Will a Trip to Camp Break a Tech Addiction?

Will a Trip to Camp Break a Tech Addiction? July 8, 2013

Check out a fascinating piece by Matt Haber over at the New York Times. In “A Trip to Camp to Break a Tech Addiction,” Haber chronicles his recent trip to Camp Grounded, a camp specifically envisioned to help people break their addictions to technology and rediscover the joys of embodied, relational living. Camp Grounded is the creation of Digital Detox, “an Oakland-based group dedicated to teaching technology-addled (or technology-addicted) people to, in the words of its literature, ‘disconnect to reconnect.'”

As someone who works closely with a mostly-offline retreat center in the Texas Hill Country, I applaud the efforts of Digital Detox. But, I have to wonder if a few days of disconnected camping will actually help tech addicts find new ways of living. Will they intentionally develop new patterns of life that help them to use technology without being used by it? Will they find the ongoing relational support to live wisely with technology? Will they find a rationale for living upstream? Would the camp experience be more successful if it helped people learn to make choices about technology, to use it and then put it away according to a new vision for healthy living?
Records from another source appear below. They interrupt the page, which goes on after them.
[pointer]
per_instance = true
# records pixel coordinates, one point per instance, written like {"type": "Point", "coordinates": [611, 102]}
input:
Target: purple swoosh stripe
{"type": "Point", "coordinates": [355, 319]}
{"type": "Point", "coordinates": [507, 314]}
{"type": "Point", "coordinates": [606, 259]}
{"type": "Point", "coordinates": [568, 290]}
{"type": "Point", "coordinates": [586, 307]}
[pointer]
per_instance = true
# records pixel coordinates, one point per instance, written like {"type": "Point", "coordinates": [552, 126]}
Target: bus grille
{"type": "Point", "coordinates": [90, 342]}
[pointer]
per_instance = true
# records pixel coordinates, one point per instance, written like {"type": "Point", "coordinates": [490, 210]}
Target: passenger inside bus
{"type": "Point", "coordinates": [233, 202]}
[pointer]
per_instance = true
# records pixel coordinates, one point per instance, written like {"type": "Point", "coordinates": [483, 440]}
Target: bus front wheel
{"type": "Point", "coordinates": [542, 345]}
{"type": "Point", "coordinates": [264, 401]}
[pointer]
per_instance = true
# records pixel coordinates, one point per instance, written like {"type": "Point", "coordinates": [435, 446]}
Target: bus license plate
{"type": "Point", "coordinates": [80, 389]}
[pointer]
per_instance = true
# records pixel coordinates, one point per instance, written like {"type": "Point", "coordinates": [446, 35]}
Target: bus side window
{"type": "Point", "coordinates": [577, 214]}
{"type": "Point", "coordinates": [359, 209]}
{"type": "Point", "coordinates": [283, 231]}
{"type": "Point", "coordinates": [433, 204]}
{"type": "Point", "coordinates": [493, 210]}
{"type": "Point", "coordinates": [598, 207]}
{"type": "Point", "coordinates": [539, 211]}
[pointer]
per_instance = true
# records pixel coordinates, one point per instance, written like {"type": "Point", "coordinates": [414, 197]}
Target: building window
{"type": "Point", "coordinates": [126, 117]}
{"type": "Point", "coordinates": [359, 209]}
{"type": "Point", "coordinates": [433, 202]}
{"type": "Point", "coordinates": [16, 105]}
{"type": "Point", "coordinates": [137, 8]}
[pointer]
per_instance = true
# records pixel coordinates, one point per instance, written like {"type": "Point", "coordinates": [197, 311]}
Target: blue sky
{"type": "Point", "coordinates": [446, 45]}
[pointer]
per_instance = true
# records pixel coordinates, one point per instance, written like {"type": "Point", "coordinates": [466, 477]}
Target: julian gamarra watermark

I would propose that breaking a tech addiction requires more than a weekend of roughing it and stargazing. It requires a new vision for life, a new community of like-minded souls, and new focal practices that enrich life while putting technology in its proper place. Such vision, community, and practices would help people to see how technology can even be part of what enriches life rather than always having to be that which diminishes it.